Plasma biomarker dynamics following ramucirumab treatment and survival analysis after ramucirumab treatment failure in patients with advanced gastric cancer.

Abstract

79 Background: Ramucirumab (RAM) showed significantly improved survivals of gastric cancer in the second line with paclitaxel or single use. It is known that RAM causes pharmacodynamic changes of plasma VEGF-A family levels during treatment. However, its clinical significance is still unclear. The aim of this study is to reveal the changes of plasma biomarker levels until disease progression, and to examine associations between plasma biomarker levels at disease progression and survival after RAM treatment failure. Methods: Plasma samples were collected at three points: base line, day 8, and disease progression. Nine kinds of plasma biomarker related to angiogenesis: VEGF-A, C, D, PlGF, sVEGFR-1, 2, Neuropilin-1 (NRP1), Angiopietin-1, and SDF-1α, were measured by means of ELISA. The dynamics of plasma biomarkers were compared using the ANOVA. Patients were dichotomized by optimal cut-off value in each biomarker. Survival after RAM treatment failure was estimated by Kaplan-Maier methods and compared by log-rank test. Results: Plasma samples were collected from 21 patients. Median age was 67 y.o and female was dominant (57%).
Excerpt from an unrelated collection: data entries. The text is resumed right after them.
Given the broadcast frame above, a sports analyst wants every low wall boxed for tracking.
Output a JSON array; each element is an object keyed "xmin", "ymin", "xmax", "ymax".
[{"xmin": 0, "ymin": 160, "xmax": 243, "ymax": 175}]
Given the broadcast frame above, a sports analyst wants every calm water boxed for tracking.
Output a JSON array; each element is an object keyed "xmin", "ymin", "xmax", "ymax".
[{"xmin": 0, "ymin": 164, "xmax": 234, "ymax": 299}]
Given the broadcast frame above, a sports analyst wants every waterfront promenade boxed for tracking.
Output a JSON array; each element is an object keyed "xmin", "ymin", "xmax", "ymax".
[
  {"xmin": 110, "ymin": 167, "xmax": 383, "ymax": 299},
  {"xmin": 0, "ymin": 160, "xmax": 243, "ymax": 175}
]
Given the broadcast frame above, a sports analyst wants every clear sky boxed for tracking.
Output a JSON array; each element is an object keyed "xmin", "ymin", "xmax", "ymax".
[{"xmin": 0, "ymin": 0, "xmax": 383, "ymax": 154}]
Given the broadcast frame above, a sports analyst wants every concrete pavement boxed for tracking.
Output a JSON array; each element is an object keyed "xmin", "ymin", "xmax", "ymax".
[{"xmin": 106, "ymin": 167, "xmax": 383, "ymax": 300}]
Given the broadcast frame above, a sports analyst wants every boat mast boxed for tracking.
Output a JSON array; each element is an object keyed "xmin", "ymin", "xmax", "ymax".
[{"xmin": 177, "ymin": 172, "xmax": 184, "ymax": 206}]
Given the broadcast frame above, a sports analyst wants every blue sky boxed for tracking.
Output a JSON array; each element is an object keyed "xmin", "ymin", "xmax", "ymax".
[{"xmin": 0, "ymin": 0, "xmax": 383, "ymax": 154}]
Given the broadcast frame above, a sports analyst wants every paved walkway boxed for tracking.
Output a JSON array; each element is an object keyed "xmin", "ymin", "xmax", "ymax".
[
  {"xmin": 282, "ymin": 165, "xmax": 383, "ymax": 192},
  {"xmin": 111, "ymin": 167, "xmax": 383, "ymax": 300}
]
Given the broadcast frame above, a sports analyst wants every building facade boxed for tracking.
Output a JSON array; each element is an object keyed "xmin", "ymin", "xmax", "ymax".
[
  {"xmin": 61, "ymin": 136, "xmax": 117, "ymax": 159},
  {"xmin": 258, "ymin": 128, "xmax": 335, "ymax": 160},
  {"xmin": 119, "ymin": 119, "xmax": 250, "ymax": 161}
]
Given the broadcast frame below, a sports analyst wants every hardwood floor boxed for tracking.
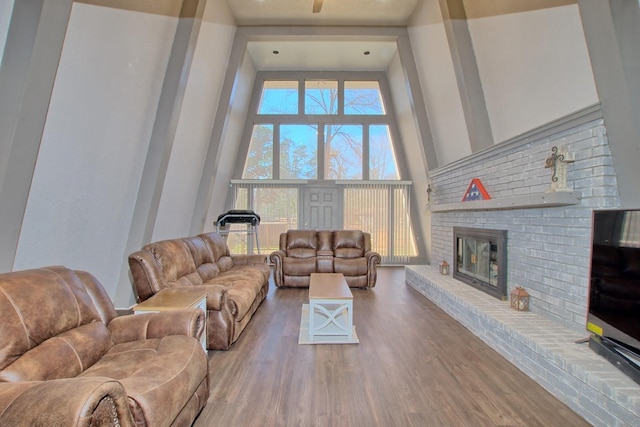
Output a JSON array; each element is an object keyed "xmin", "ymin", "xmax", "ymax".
[{"xmin": 195, "ymin": 267, "xmax": 589, "ymax": 427}]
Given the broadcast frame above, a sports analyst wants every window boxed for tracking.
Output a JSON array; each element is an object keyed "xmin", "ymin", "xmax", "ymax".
[
  {"xmin": 304, "ymin": 80, "xmax": 338, "ymax": 114},
  {"xmin": 230, "ymin": 72, "xmax": 420, "ymax": 264},
  {"xmin": 258, "ymin": 80, "xmax": 298, "ymax": 114},
  {"xmin": 324, "ymin": 125, "xmax": 362, "ymax": 179},
  {"xmin": 344, "ymin": 81, "xmax": 385, "ymax": 114},
  {"xmin": 242, "ymin": 77, "xmax": 400, "ymax": 180},
  {"xmin": 280, "ymin": 125, "xmax": 318, "ymax": 179}
]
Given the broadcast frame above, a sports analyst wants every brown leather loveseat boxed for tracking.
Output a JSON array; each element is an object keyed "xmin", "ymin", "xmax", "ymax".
[
  {"xmin": 270, "ymin": 230, "xmax": 381, "ymax": 288},
  {"xmin": 129, "ymin": 232, "xmax": 271, "ymax": 350},
  {"xmin": 0, "ymin": 266, "xmax": 209, "ymax": 426}
]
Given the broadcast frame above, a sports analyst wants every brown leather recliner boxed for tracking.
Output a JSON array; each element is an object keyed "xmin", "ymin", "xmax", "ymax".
[
  {"xmin": 129, "ymin": 232, "xmax": 271, "ymax": 350},
  {"xmin": 270, "ymin": 230, "xmax": 381, "ymax": 288},
  {"xmin": 0, "ymin": 267, "xmax": 209, "ymax": 426}
]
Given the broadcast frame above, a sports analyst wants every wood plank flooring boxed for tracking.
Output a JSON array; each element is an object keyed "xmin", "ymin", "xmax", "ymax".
[{"xmin": 195, "ymin": 267, "xmax": 589, "ymax": 427}]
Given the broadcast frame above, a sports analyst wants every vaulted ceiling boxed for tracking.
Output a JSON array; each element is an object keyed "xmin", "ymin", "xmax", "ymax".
[
  {"xmin": 227, "ymin": 0, "xmax": 418, "ymax": 26},
  {"xmin": 227, "ymin": 0, "xmax": 418, "ymax": 71}
]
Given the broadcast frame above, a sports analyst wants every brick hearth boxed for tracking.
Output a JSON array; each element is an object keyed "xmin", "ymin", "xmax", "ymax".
[{"xmin": 405, "ymin": 266, "xmax": 640, "ymax": 426}]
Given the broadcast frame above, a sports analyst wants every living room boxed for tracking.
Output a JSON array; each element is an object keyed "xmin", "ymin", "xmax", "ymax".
[{"xmin": 0, "ymin": 0, "xmax": 640, "ymax": 426}]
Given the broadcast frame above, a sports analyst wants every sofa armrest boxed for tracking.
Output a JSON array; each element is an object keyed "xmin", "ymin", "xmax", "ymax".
[
  {"xmin": 269, "ymin": 249, "xmax": 287, "ymax": 286},
  {"xmin": 108, "ymin": 308, "xmax": 205, "ymax": 344},
  {"xmin": 128, "ymin": 249, "xmax": 166, "ymax": 301},
  {"xmin": 0, "ymin": 377, "xmax": 135, "ymax": 427},
  {"xmin": 364, "ymin": 251, "xmax": 382, "ymax": 288}
]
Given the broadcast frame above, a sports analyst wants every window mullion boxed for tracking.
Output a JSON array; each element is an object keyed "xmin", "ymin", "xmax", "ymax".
[
  {"xmin": 362, "ymin": 124, "xmax": 369, "ymax": 181},
  {"xmin": 272, "ymin": 123, "xmax": 280, "ymax": 180}
]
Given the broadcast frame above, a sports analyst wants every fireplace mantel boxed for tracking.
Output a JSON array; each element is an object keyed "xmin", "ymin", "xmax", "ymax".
[{"xmin": 429, "ymin": 191, "xmax": 582, "ymax": 212}]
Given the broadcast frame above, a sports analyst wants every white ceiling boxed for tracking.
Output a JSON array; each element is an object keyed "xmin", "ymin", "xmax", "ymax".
[
  {"xmin": 227, "ymin": 0, "xmax": 418, "ymax": 26},
  {"xmin": 227, "ymin": 0, "xmax": 418, "ymax": 71}
]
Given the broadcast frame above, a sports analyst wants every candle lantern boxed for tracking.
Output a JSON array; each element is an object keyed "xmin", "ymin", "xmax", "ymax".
[
  {"xmin": 511, "ymin": 286, "xmax": 529, "ymax": 311},
  {"xmin": 440, "ymin": 261, "xmax": 449, "ymax": 276}
]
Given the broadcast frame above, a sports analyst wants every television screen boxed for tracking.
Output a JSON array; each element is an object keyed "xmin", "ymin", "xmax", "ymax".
[{"xmin": 587, "ymin": 210, "xmax": 640, "ymax": 357}]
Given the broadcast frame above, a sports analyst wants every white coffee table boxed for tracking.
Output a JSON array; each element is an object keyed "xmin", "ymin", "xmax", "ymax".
[{"xmin": 309, "ymin": 273, "xmax": 354, "ymax": 341}]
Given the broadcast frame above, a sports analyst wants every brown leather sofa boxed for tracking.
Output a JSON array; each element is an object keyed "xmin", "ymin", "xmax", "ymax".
[
  {"xmin": 0, "ymin": 266, "xmax": 209, "ymax": 426},
  {"xmin": 270, "ymin": 230, "xmax": 381, "ymax": 288},
  {"xmin": 129, "ymin": 232, "xmax": 271, "ymax": 350}
]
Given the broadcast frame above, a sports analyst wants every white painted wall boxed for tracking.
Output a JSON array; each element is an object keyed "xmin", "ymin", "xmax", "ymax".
[
  {"xmin": 14, "ymin": 3, "xmax": 177, "ymax": 299},
  {"xmin": 465, "ymin": 1, "xmax": 598, "ymax": 143},
  {"xmin": 408, "ymin": 0, "xmax": 471, "ymax": 165},
  {"xmin": 204, "ymin": 52, "xmax": 257, "ymax": 232},
  {"xmin": 387, "ymin": 49, "xmax": 431, "ymax": 259},
  {"xmin": 151, "ymin": 1, "xmax": 236, "ymax": 241}
]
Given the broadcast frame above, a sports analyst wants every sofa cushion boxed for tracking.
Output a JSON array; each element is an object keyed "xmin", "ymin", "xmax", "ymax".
[
  {"xmin": 183, "ymin": 236, "xmax": 220, "ymax": 283},
  {"xmin": 0, "ymin": 267, "xmax": 107, "ymax": 376},
  {"xmin": 0, "ymin": 322, "xmax": 113, "ymax": 382},
  {"xmin": 206, "ymin": 266, "xmax": 264, "ymax": 321},
  {"xmin": 198, "ymin": 232, "xmax": 231, "ymax": 261},
  {"xmin": 333, "ymin": 230, "xmax": 365, "ymax": 258},
  {"xmin": 333, "ymin": 258, "xmax": 368, "ymax": 276},
  {"xmin": 286, "ymin": 230, "xmax": 318, "ymax": 258},
  {"xmin": 144, "ymin": 239, "xmax": 202, "ymax": 288},
  {"xmin": 282, "ymin": 257, "xmax": 317, "ymax": 276}
]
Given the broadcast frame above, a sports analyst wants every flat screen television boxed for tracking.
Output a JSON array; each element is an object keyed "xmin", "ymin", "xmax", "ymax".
[{"xmin": 587, "ymin": 209, "xmax": 640, "ymax": 383}]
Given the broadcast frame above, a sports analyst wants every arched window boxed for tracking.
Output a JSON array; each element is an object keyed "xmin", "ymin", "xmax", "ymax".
[{"xmin": 232, "ymin": 72, "xmax": 417, "ymax": 263}]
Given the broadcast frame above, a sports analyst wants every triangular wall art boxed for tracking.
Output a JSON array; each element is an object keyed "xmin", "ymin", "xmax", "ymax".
[{"xmin": 462, "ymin": 178, "xmax": 491, "ymax": 202}]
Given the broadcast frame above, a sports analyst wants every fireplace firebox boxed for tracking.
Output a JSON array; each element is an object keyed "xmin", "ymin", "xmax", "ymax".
[{"xmin": 453, "ymin": 227, "xmax": 507, "ymax": 300}]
Plasma VEGF-A and PlGF levels sharply increased at day 8 and these higher plasma levels were sustained until disease progression: the median VEGF-A and PlGF levels at baseline, day 8, and disease progression were 20.2, 350.2, and 596.7 pg/ml for VEGF-A (p<0.001) and 10.5, 223.4, and 261.1 pg/ml for PlGF (p<0.001), respectively. Conversely, plasma NRP1 levels consistently decreased during treatment course: the median NRP1 levels at baseline, day 8, and disease progression were 444.3, 309.2, and 230.9 mg/ml (p=0.001). The median survival after disease progression was 3.1 months (95%CI 2.5-3.7). Patients with higher VEGF-A and NRP1 levels showed shorter survival with 4.5 vs. 0.9 months (HR 3.15 95%CI 1.6-6.4 p<0.001) for VEGF-A and 8.8 vs. 2.6 months (HR 2.92 95% CI 1.4-6.3 p=0.002) for NRP1. Conclusions: Our data suggest that not only a clue of mechanism of acquired resistance of RAM but necessity of new treatment strategy after RAM treatment failure. Further understanding of molecular correlates and clinical validation are warranted.